The proposed method significantly expands upon traditional graph-kernel methods by incorporating widely used propagation schemes naturally, to compute kernels, which are not only adaptable to multiple types of graphs but also computationally efficient in handling large databases of graphs. Relying on existing propagation schemes like diffusion or label propagation, propagation kernels provide a method to integrate uncertain or partial information, such as partially labeled graphs, in a more natural manner compared to classical graph kernels that demand complete label or attribute information.

This research demonstrates that by utilizing nodes' label and/or attribute distributions in propagation schemes, an efficient framework can be achieved. They employ locality-sensitive hashing (LSH) to compress graph node distributions into easily computable vector forms. This enables rapid computation of graph features with possible scalability to extensive graph datasets. Importantly, the kernels also demonstrate how suitable propagation schemes facilitate partitioning a graph database into elegant segments that allow for rapid comparisons across potentially vast node distributions. This is a notable advantage over conventional methods like the Weisfeiler-Lehman (WL) kernel, especially in scenarios involving partially labeled data.

Numerical and Empirical Evidence

The authors present exhaustive experiments across a variety of applications, such as bioinformatics for protein structures, semantic image analysis, image-based plant disease classification, and 3D object predictions, underscoring the practicality of propagation kernels across datasets with differing complexity. Propagation kernels outperform or achieve competitive accuracy with existing graph-kernel approaches while substantially reducing processing time and computational resources — a crucial requirement for handling datasets with millions of nodes, such as textures or dense 3D point clouds used in robotic applications.
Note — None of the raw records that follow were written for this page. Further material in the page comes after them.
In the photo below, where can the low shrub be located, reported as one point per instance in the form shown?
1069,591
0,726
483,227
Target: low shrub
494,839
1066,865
These empirical results are substantiated by experiments on commonly used bioinformatics datasets where the propagation kernels frequently achieve comparable, if not superior, classification accuracy compared to established methods. Moreover, propagation kernels adapt to novel application domains such as semantic image classification using grid graphs, directly extending graph-based machine learning applications into realms traditionally untapped by graph kernels.

Theoretical and Practical Implications

Theoretically, this work shifts the reliance from graph node labeling towards a more richly defined propagation scheme, paving the path for flexible, adaptable, and extendable graph kernels that cater to diverse graph types and datasets, scaling efficiently from molecular biology to computer vision and robotics. Practically, the framework demonstrates applications where other methods struggle, such as large-scale, partially labeled graphs and image data requiring pixel-level analysis.

Future Directions

Future developments can extend propagation kernels to blend additional machine learning tasks such as clustering or regression, potentially offering unified solutions across other complex graph-based problems. Furthermore, leveraging different propagation schemes or integrating unsupervised learning methods may enhance the adaptability and robustness of propagation kernels across widespread applications, providing further momentum to research in machine learning on graphs.

In conclusion, the paper lays a strong foundation for the advancement of graph kernels, suggesting a broad and versatile framework that significantly extends the horizons for graph similarity measures and sets a solid premise for future exploration in graph-structured data analysis.